Qui a tué Lech Kaczynski ? Personne ne le sait. Personne ne sait pourquoi le Tupolev présidentiel manqua son atterrissage, tuant dans l'accident la centaine de passagers à son bord. Problème technique, erreur de pilotage ou coup tordu de l'ex-KGB ? Le fait que Poutine ait refusé catégoriquement de céder les restes de l'appareil à la Pologne ne fit qu'alimenter la polémique, qu'enfler la rumeur.

Car les Polonais ont peur. Depuis des générations et des générations, ils ont été élevés dans la peur de l'agressif voisin oriental... comme dans celle de l'agressif voisin occidental. Russie et Allemagne, URSS et Troisième Reich. La poignée de main entre Staline et Ribbentrop en 1939 est restée au fond de la gorge des Polonais, dont beaucoup ont le nationalisme chatouilleux.
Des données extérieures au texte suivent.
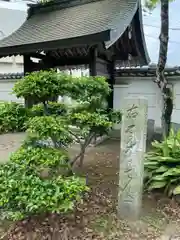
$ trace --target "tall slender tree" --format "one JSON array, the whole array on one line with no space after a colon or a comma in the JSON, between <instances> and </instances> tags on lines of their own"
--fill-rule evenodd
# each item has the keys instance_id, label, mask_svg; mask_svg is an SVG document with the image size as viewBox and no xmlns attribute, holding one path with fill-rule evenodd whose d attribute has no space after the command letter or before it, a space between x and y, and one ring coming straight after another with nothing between
<instances>
[{"instance_id":1,"label":"tall slender tree","mask_svg":"<svg viewBox=\"0 0 180 240\"><path fill-rule=\"evenodd\" d=\"M173 96L172 90L168 87L168 81L164 75L164 70L167 62L168 41L169 41L169 2L171 0L147 0L146 6L150 9L161 5L161 29L160 29L160 47L159 57L156 70L156 79L159 89L162 93L162 129L163 136L167 136L170 131L171 115L173 111Z\"/></svg>"}]
</instances>

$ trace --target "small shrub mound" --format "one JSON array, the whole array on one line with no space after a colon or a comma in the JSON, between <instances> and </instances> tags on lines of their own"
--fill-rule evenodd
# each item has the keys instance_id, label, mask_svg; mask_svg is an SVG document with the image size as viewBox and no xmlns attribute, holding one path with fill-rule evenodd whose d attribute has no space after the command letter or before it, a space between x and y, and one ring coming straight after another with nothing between
<instances>
[{"instance_id":1,"label":"small shrub mound","mask_svg":"<svg viewBox=\"0 0 180 240\"><path fill-rule=\"evenodd\" d=\"M59 102L49 102L47 106L47 111L49 115L58 115L63 116L67 113L67 106L63 103ZM31 116L44 116L46 113L44 112L44 106L42 103L34 105L30 110Z\"/></svg>"},{"instance_id":2,"label":"small shrub mound","mask_svg":"<svg viewBox=\"0 0 180 240\"><path fill-rule=\"evenodd\" d=\"M23 132L28 120L28 111L15 102L0 103L0 133Z\"/></svg>"},{"instance_id":3,"label":"small shrub mound","mask_svg":"<svg viewBox=\"0 0 180 240\"><path fill-rule=\"evenodd\" d=\"M24 165L7 163L0 168L1 218L21 220L43 213L63 213L87 190L78 177L42 179Z\"/></svg>"},{"instance_id":4,"label":"small shrub mound","mask_svg":"<svg viewBox=\"0 0 180 240\"><path fill-rule=\"evenodd\" d=\"M149 190L161 189L169 196L180 194L180 131L154 141L145 158L145 181Z\"/></svg>"},{"instance_id":5,"label":"small shrub mound","mask_svg":"<svg viewBox=\"0 0 180 240\"><path fill-rule=\"evenodd\" d=\"M49 168L53 173L68 168L68 160L65 151L45 146L22 146L10 158L11 162L33 168L36 172Z\"/></svg>"}]
</instances>

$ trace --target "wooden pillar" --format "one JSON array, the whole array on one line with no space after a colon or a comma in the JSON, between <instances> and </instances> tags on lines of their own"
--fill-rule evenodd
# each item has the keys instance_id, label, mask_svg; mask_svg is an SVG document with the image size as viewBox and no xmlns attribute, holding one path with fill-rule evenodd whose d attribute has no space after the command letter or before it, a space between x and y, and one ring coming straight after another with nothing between
<instances>
[{"instance_id":1,"label":"wooden pillar","mask_svg":"<svg viewBox=\"0 0 180 240\"><path fill-rule=\"evenodd\" d=\"M89 50L89 75L96 76L96 60L97 60L97 46L93 46Z\"/></svg>"},{"instance_id":2,"label":"wooden pillar","mask_svg":"<svg viewBox=\"0 0 180 240\"><path fill-rule=\"evenodd\" d=\"M108 108L113 109L113 101L114 101L114 84L115 84L115 63L112 61L108 66L108 72L109 72L109 87L111 88L111 93L108 96Z\"/></svg>"}]
</instances>

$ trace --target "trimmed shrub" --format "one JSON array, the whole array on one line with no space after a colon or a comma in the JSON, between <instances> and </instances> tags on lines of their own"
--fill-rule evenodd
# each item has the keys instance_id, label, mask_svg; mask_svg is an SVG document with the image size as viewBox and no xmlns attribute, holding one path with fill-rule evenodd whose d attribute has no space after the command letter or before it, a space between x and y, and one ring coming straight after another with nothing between
<instances>
[{"instance_id":1,"label":"trimmed shrub","mask_svg":"<svg viewBox=\"0 0 180 240\"><path fill-rule=\"evenodd\" d=\"M180 131L154 141L145 158L145 181L149 190L161 189L169 196L180 194Z\"/></svg>"},{"instance_id":2,"label":"trimmed shrub","mask_svg":"<svg viewBox=\"0 0 180 240\"><path fill-rule=\"evenodd\" d=\"M15 102L0 103L0 133L23 132L28 120L28 111Z\"/></svg>"},{"instance_id":3,"label":"trimmed shrub","mask_svg":"<svg viewBox=\"0 0 180 240\"><path fill-rule=\"evenodd\" d=\"M48 102L47 105L49 115L64 116L67 113L67 106L63 103L58 102ZM43 104L37 104L32 107L30 110L31 116L45 116Z\"/></svg>"},{"instance_id":4,"label":"trimmed shrub","mask_svg":"<svg viewBox=\"0 0 180 240\"><path fill-rule=\"evenodd\" d=\"M37 214L67 212L88 190L78 177L42 179L24 165L7 163L0 167L1 218L21 220Z\"/></svg>"},{"instance_id":5,"label":"trimmed shrub","mask_svg":"<svg viewBox=\"0 0 180 240\"><path fill-rule=\"evenodd\" d=\"M68 167L68 154L60 149L50 147L22 146L10 157L10 161L26 165L37 172L44 168L58 170Z\"/></svg>"}]
</instances>

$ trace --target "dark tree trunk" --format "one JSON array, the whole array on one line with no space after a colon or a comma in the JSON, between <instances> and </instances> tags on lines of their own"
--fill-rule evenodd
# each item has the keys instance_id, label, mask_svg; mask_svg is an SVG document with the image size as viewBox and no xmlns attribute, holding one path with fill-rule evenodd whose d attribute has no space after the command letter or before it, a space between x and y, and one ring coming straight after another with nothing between
<instances>
[{"instance_id":1,"label":"dark tree trunk","mask_svg":"<svg viewBox=\"0 0 180 240\"><path fill-rule=\"evenodd\" d=\"M163 136L166 137L170 131L173 110L172 91L168 88L168 82L164 75L169 40L169 0L161 0L161 33L159 39L160 49L156 71L156 83L162 93L162 130Z\"/></svg>"}]
</instances>

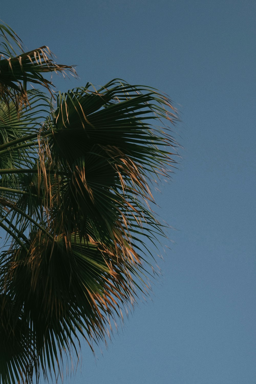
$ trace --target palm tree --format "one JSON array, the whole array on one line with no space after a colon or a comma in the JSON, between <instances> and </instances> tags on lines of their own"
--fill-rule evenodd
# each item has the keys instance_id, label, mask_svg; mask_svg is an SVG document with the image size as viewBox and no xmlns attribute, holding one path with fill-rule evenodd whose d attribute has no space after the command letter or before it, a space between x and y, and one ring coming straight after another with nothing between
<instances>
[{"instance_id":1,"label":"palm tree","mask_svg":"<svg viewBox=\"0 0 256 384\"><path fill-rule=\"evenodd\" d=\"M0 30L0 375L9 384L58 377L81 337L92 349L147 291L149 245L165 235L150 185L175 165L177 145L161 126L177 118L164 94L119 79L54 96L42 73L73 68L45 47L24 53Z\"/></svg>"}]
</instances>

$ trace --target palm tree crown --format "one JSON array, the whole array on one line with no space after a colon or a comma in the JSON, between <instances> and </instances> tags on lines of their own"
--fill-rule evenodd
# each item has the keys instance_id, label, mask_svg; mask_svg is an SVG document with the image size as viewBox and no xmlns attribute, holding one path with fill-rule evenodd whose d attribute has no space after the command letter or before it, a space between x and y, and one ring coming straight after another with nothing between
<instances>
[{"instance_id":1,"label":"palm tree crown","mask_svg":"<svg viewBox=\"0 0 256 384\"><path fill-rule=\"evenodd\" d=\"M150 185L175 165L162 126L177 119L165 96L120 79L56 95L42 74L74 69L0 31L0 375L9 384L41 370L57 377L79 338L92 348L147 291L147 244L164 234Z\"/></svg>"}]
</instances>

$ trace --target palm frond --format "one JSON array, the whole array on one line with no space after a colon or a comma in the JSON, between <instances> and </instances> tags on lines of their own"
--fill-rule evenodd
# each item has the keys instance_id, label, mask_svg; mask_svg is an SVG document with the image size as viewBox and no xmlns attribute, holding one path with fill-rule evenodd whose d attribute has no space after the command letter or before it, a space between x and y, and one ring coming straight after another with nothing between
<instances>
[{"instance_id":1,"label":"palm frond","mask_svg":"<svg viewBox=\"0 0 256 384\"><path fill-rule=\"evenodd\" d=\"M64 77L68 72L76 75L74 67L55 62L46 46L24 52L21 40L10 27L0 24L0 33L3 40L0 44L0 99L8 108L11 102L18 112L23 104L29 106L28 84L44 87L52 95L53 84L42 74L61 72ZM20 51L19 55L17 55L11 42Z\"/></svg>"},{"instance_id":2,"label":"palm frond","mask_svg":"<svg viewBox=\"0 0 256 384\"><path fill-rule=\"evenodd\" d=\"M59 93L55 110L45 96L28 95L40 108L23 104L18 118L4 101L0 113L0 214L11 240L0 288L12 308L1 307L8 314L0 338L8 322L9 384L16 373L25 383L40 370L57 376L65 356L78 357L81 336L93 349L147 294L156 273L149 244L165 235L151 183L172 172L178 146L168 126L176 111L153 88L88 83Z\"/></svg>"}]
</instances>

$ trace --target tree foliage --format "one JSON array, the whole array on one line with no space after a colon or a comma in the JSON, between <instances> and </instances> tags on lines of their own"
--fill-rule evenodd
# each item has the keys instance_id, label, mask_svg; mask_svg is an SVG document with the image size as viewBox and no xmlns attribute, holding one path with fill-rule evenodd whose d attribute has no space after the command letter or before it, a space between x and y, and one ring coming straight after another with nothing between
<instances>
[{"instance_id":1,"label":"tree foliage","mask_svg":"<svg viewBox=\"0 0 256 384\"><path fill-rule=\"evenodd\" d=\"M148 244L164 235L151 183L175 166L177 119L165 95L119 79L53 93L44 73L74 68L0 31L0 375L10 384L58 377L82 337L92 349L147 291Z\"/></svg>"}]
</instances>

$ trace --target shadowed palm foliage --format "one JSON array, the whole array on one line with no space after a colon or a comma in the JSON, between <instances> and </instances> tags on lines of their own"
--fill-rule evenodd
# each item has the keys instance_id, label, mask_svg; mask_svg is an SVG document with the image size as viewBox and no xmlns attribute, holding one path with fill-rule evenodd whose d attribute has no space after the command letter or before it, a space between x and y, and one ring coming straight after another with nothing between
<instances>
[{"instance_id":1,"label":"shadowed palm foliage","mask_svg":"<svg viewBox=\"0 0 256 384\"><path fill-rule=\"evenodd\" d=\"M1 28L6 47L7 34ZM177 119L167 98L116 79L59 93L53 108L26 82L48 88L41 72L71 68L43 53L37 61L42 51L35 61L31 53L13 58L10 77L12 59L0 60L5 384L37 381L41 370L58 377L63 358L78 356L79 338L92 348L104 340L122 308L147 291L146 244L164 234L149 185L175 162L176 144L161 127Z\"/></svg>"}]
</instances>

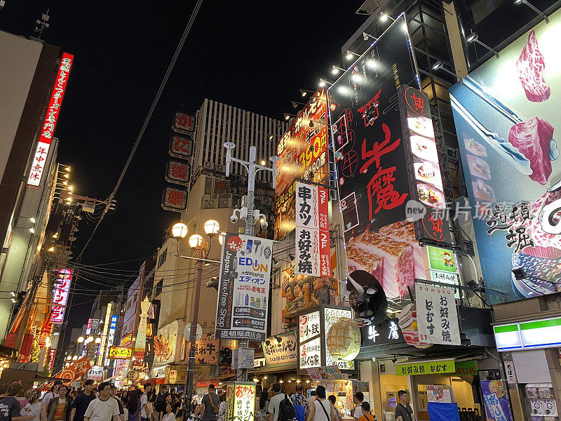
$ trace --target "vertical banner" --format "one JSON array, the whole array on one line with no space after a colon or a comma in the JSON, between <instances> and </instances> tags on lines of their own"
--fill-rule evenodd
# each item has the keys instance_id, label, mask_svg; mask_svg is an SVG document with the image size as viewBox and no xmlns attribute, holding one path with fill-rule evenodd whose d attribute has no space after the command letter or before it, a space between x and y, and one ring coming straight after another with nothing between
<instances>
[{"instance_id":1,"label":"vertical banner","mask_svg":"<svg viewBox=\"0 0 561 421\"><path fill-rule=\"evenodd\" d=\"M273 240L228 232L222 244L216 338L263 342Z\"/></svg>"},{"instance_id":2,"label":"vertical banner","mask_svg":"<svg viewBox=\"0 0 561 421\"><path fill-rule=\"evenodd\" d=\"M431 344L461 345L454 288L415 286L419 339Z\"/></svg>"},{"instance_id":3,"label":"vertical banner","mask_svg":"<svg viewBox=\"0 0 561 421\"><path fill-rule=\"evenodd\" d=\"M331 276L329 191L296 182L296 273Z\"/></svg>"}]
</instances>

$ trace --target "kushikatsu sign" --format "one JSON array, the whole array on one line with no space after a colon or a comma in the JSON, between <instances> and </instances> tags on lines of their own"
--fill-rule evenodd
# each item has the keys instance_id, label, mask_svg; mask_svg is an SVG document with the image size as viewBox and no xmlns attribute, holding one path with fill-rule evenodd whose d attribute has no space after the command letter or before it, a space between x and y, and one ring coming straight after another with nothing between
<instances>
[{"instance_id":1,"label":"kushikatsu sign","mask_svg":"<svg viewBox=\"0 0 561 421\"><path fill-rule=\"evenodd\" d=\"M68 82L68 75L74 64L74 56L68 53L63 53L60 59L60 65L58 67L57 79L53 93L50 94L50 100L48 103L45 114L45 119L41 126L37 147L35 149L35 156L27 176L27 185L36 187L41 184L43 171L45 169L45 162L48 156L48 149L55 133L55 128L58 121L58 114L60 112L60 106L62 98L65 97L66 85Z\"/></svg>"}]
</instances>

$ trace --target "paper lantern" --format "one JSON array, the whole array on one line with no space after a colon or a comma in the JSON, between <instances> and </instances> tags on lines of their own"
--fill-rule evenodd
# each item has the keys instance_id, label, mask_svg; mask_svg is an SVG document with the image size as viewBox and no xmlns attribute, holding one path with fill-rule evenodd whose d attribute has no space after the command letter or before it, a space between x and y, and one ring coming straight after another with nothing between
<instances>
[{"instance_id":1,"label":"paper lantern","mask_svg":"<svg viewBox=\"0 0 561 421\"><path fill-rule=\"evenodd\" d=\"M360 351L358 323L352 319L342 317L331 326L325 343L333 358L353 361Z\"/></svg>"}]
</instances>

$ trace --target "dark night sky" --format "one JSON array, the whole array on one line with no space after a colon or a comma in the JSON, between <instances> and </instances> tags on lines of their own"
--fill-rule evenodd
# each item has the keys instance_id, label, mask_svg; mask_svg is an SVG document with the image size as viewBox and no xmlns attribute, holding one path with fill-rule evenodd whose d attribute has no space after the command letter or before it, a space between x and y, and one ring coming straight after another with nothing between
<instances>
[{"instance_id":1,"label":"dark night sky","mask_svg":"<svg viewBox=\"0 0 561 421\"><path fill-rule=\"evenodd\" d=\"M33 35L50 9L46 42L75 55L55 135L78 194L113 189L195 1L6 0L0 29ZM108 4L111 7L108 7ZM97 265L151 255L178 215L161 207L173 113L208 98L273 118L293 112L299 88L313 90L340 65L341 46L365 17L349 2L203 2L116 199L84 253ZM93 227L83 221L74 255ZM140 262L111 267L133 270ZM81 281L79 280L79 285ZM84 283L83 281L81 281ZM84 287L91 286L82 284ZM73 304L89 300L81 297ZM71 311L81 324L89 305ZM83 310L83 311L81 311ZM83 315L83 318L81 315Z\"/></svg>"}]
</instances>

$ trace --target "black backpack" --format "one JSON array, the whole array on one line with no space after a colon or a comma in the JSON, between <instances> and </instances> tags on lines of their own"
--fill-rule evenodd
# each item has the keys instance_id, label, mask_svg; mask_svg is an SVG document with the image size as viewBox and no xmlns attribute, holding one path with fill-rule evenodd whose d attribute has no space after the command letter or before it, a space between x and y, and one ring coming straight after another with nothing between
<instances>
[{"instance_id":1,"label":"black backpack","mask_svg":"<svg viewBox=\"0 0 561 421\"><path fill-rule=\"evenodd\" d=\"M285 399L280 401L280 404L278 406L278 421L295 420L296 412L294 410L294 405L285 394Z\"/></svg>"}]
</instances>

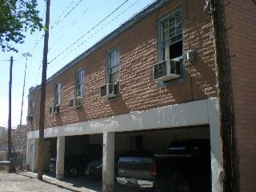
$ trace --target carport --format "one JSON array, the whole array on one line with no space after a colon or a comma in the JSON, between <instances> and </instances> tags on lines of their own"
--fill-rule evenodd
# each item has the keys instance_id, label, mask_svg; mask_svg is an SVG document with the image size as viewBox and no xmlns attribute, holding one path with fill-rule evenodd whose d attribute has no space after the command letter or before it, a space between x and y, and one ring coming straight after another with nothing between
<instances>
[{"instance_id":1,"label":"carport","mask_svg":"<svg viewBox=\"0 0 256 192\"><path fill-rule=\"evenodd\" d=\"M200 130L199 127L208 128ZM169 134L170 130L172 133ZM165 131L168 133L165 134ZM56 167L58 178L64 176L63 167L62 167L64 166L64 162L61 162L60 160L64 159L65 137L94 134L101 134L102 138L102 191L114 191L115 152L117 154L123 149L129 150L132 147L153 147L153 141L160 138L161 141L165 142L161 142L160 146L158 146L155 150L161 152L165 150L171 139L194 138L200 134L202 137L210 138L210 140L212 190L222 190L220 182L222 179L219 175L222 170L222 158L217 98L134 111L74 125L46 129L45 138L58 138L57 158L58 160L57 159ZM168 135L168 138L165 138L166 135ZM27 149L29 150L32 147L33 151L35 152L30 156L33 158L30 162L32 164L37 160L37 156L34 154L38 149L37 145L31 144L36 142L38 138L38 130L28 134Z\"/></svg>"}]
</instances>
Car jadis la Pologne fut un Royaume puissant dont le drapeau flottait sur Varsovie, Minsk ou Vilnius. En 1939, attaquée à l'ouest comme à l'est, la Pologne fut broyée en quelques semaines.



Les décennies ont passé, décennies placées sous le signe du communisme de caserne, mais la hantise de disparaître, d'être absorbée n'a pas disparu. A la chute du mur, le gouvernement polonais a choisi son camp : celui de l'Amérique de Bush, l'Amérique des néoconservateurs et donc, indirectement, celui de l'Allemagne, même si elle se rêve un autre avenir que d'être une puissance mineure dans l'ombre du géant européen.



Car la politique internationale de l’État polonais poursuit plusieurs objectifs. Le premier est de se garantir d'un éventuel coup de force du voisin russe. Elle n'a eu de cesse de réclamer que l'OTAN installe des bases permanentes sur son territoire, tout comme elle n'a eu de cesse d'appuyer l'Amérique dans sa croisade anti-Saddam Hussein en 2003, s'opposant ainsi à la décision de l'Allemagne et de la France ; et n'oublions pas qu'elle a accueilli sur son sol les fameuses prisons secrètes de la CIA. D'où également l'activité fébrile qu'elle a développée et continue à développer dans le cadre du conflit ukrainien ; une Ukraine qui pour une partie était intégrée jadis dans le royaume de Pologne.



Elle était à l'avant-garde pour réclamer de l'Europe qu'elle soutienne ardemment les Ukrainiens europhiles ; activisme diplomatique qui eut le don d'énerver autant Moscou que Berlin, l'Allemagne n'ayant guère envie de se froisser avec son principal fournisseur de gaz. Le dépendance au gaz russe de la Pologne et de l'Allemagne fut d'ailleurs la cause d'une autre polémique à la fin du siècle dernier quand la construction en mer Baltique du gazoduc Nord Stream, gazoduc reliant directement la Russie à l'Allemagne, permettait à la Russie de cesser d'approvisionner la Pologne sans conséquences néfastes pour l'Allemagne. La Pologne se crut revenu soixante ans en arrière… Bref, avec une Ukraine moins dépendante de Moscou, Varsovie se sentirait moins seule...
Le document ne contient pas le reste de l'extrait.